Mike Clark is the CEO of Canalta Controls – a company from Red Deer that manufactures industrial control and measurement equipment for the oil and gas industry.
You can learn more about their export success here.
1. What was your first export sale?
Our first export sale was into Texas in approximately 1998.
2. How did that sale come about?
This came about after initially making contact with American companies at various exhibitions. This one likely came as a result of the Calgary Global Petroleum Show.
3. What do you know now that you wish you knew then?
The biggest thing is the importance of building and maintaining customer confidence. You have to put your best foot forward in terms of your price, delivery and presentation and then remember to always think longer term. For us, it means you have to be prepared for a little give and take, flexibility, and negotiation when you’re dealing with overseas customers. Each region and company has unique requirements and expectations and so you have to understand and accommodate that, within reason, of course, because it strengthens your ability to pursue the opportunities that will follow. We learned that the hard way — you get into a sticking point on something and in the end, it could cost you a lot of future business.
It’s also important to build regional capabilities to support your products after the sale. That’s a key building block for building customer confidence. That weighs heavy on the mind of regional customers when considering buying from a new, foreign supplier, especially one based in a different time zone. They want to know that you’re going to stand behind what you’re selling and that was something we didn’t quite understand the importance of initially. We do now.
4. How has the trading world changed since you started in the business?

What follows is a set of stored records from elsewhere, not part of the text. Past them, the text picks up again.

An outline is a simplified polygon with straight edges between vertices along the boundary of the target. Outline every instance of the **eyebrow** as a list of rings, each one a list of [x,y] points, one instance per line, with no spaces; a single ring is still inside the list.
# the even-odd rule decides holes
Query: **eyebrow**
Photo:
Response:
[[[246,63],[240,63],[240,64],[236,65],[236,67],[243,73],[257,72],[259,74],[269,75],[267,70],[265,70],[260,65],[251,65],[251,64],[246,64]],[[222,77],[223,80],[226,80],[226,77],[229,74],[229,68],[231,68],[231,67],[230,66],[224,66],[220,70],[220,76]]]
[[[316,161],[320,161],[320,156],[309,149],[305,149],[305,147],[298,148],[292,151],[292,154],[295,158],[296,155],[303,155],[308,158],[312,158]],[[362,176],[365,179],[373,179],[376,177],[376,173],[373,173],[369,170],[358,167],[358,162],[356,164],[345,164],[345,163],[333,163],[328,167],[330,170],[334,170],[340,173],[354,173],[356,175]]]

Probably the biggest thing I’ve seen is the rise of the internet and advancements in global communications. That has dramatically flattened the playing field for those who want to participate in global opportunities, both in terms of sales and expanding supply chains. Certain regions are also establishing domestic manufacturing and knowledge bases for items and services that previously were only available from Western companies. The days of simply bringing overseas components and materials to the West, assembling them and re-selling the products back into those same overseas market at significant mark-ups are coming to an end. Other countries also have some strict local content requirements and you have to consider that in your offerings. We try to think globally while engaging locally, and this applies to not only our sales effort, but also our supply chain efforts. In some cases, we purchased the overseas supply chains. For example, we own the foundry in India and we run our own machine shops and quality inspection facilities in South Korea. That sort of thing enhances our ability to sell into those areas and also back into North America.
5. What is the No. 1 thing SME’s should know about exporting?

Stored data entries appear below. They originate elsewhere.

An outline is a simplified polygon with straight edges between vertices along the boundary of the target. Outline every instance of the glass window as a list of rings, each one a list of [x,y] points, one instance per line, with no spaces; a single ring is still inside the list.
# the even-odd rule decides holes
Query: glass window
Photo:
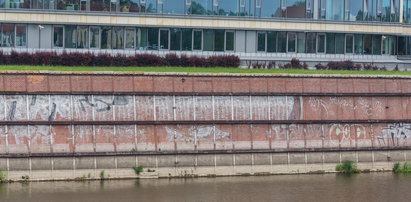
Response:
[[[364,46],[363,46],[363,35],[362,34],[354,34],[354,52],[355,54],[363,54]]]
[[[120,0],[120,12],[140,12],[140,0]]]
[[[90,48],[100,48],[99,27],[90,27]]]
[[[405,36],[398,37],[398,55],[407,54],[407,40]]]
[[[218,14],[225,15],[225,16],[238,15],[238,0],[237,1],[234,1],[234,0],[218,1]]]
[[[212,15],[212,0],[192,0],[191,13],[194,15]]]
[[[411,22],[411,0],[404,0],[403,22],[404,23]]]
[[[287,44],[287,47],[288,47],[288,50],[287,50],[287,52],[292,52],[292,53],[294,53],[295,52],[295,46],[296,46],[296,34],[294,33],[294,32],[288,32],[287,33],[287,41],[288,41],[288,44]]]
[[[297,53],[305,52],[305,33],[297,33]]]
[[[377,6],[377,16],[383,22],[389,22],[391,17],[391,1],[379,0]],[[394,13],[395,14],[395,13]]]
[[[101,28],[101,48],[111,49],[111,27]]]
[[[344,19],[344,1],[327,0],[325,6],[327,20]]]
[[[158,50],[158,28],[147,28],[147,49]]]
[[[363,20],[363,3],[358,0],[346,0],[346,15],[347,21],[362,21]]]
[[[287,0],[288,18],[305,18],[305,0]]]
[[[314,0],[306,0],[305,4],[306,18],[314,18]]]
[[[203,50],[213,51],[214,50],[214,30],[203,30],[204,39],[203,39]]]
[[[113,27],[113,33],[111,35],[111,48],[123,49],[124,48],[124,28]]]
[[[26,25],[16,25],[16,46],[18,47],[27,46],[27,26]]]
[[[344,54],[345,40],[344,34],[335,34],[335,53]]]
[[[181,50],[181,29],[170,29],[170,50]]]
[[[194,30],[193,32],[193,50],[202,50],[203,32],[201,30]]]
[[[184,51],[191,51],[191,43],[193,39],[193,30],[192,29],[181,29],[182,33],[182,49]],[[201,43],[201,40],[200,40]]]
[[[53,27],[53,46],[63,47],[63,27]]]
[[[372,54],[381,55],[381,35],[372,35]]]
[[[102,0],[99,0],[99,1],[100,1],[100,4],[101,4]],[[40,2],[40,1],[38,1],[38,2]],[[47,0],[44,0],[44,2],[47,2]],[[92,0],[92,2],[93,2],[93,0]],[[107,2],[109,2],[109,1],[107,1]],[[43,4],[42,8],[44,8],[44,7],[46,7],[46,6],[44,6],[44,4]],[[57,10],[78,11],[78,10],[80,10],[80,0],[57,0]]]
[[[281,0],[262,0],[261,17],[285,17],[286,11],[281,7]]]
[[[317,35],[317,52],[325,53],[325,34]]]
[[[364,35],[364,54],[366,55],[372,54],[372,35],[369,35],[369,34]]]
[[[354,36],[352,34],[345,35],[345,53],[354,53]]]
[[[77,26],[66,25],[64,26],[64,47],[76,48],[77,47]]]
[[[267,32],[267,52],[277,52],[277,32]]]
[[[306,36],[306,53],[315,53],[317,45],[317,35],[316,33],[307,33]]]
[[[265,32],[257,33],[257,51],[265,51],[265,44],[266,44],[265,41],[266,41]]]
[[[376,10],[377,10],[377,0],[364,0],[364,20],[375,21],[376,20]]]
[[[278,32],[277,35],[277,52],[287,52],[287,32]]]
[[[214,32],[214,51],[224,51],[224,34],[225,31],[218,29]]]
[[[136,48],[136,29],[134,28],[126,28],[126,47],[129,49]]]
[[[234,51],[234,32],[225,32],[225,50]]]
[[[3,47],[14,46],[14,24],[1,24],[1,38]]]
[[[77,48],[88,48],[88,26],[77,27]]]
[[[144,3],[140,1],[140,4],[141,12],[157,13],[157,0],[145,0]]]
[[[186,0],[163,0],[162,4],[158,4],[159,13],[165,14],[186,14]]]
[[[326,37],[326,53],[335,54],[335,34],[327,33]]]
[[[169,33],[168,29],[160,29],[160,49],[161,50],[168,50],[168,42],[169,42]]]
[[[138,50],[147,50],[148,48],[148,29],[147,28],[137,29],[136,41],[137,41]]]
[[[327,0],[318,0],[318,18],[325,19],[326,18],[326,2]]]

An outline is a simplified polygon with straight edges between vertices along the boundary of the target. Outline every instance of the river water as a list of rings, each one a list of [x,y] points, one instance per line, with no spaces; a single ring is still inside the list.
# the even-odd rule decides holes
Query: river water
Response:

The top thing I would say is the importance of building and maintaining a close relationship with a trusted local partner in each region. That’s No. 1. Those partners lobby on the ground for active opportunities, they help you to understand your competition in the region, and they assist in getting you onto the approved vendor lists. They also introduce you to the end users and buyers, which is really important in building trust. They not only understand the needs of the customer and how your company can offer a competitive advantage, but they can also help you understand and mitigate the risks of playing in “someone else’s sandbox.” In exchange for these services, you need to give them the marketing and promotional tools, quality products, good delivery and service, competitive value, and the margins required for them to land work and be profitable themselves.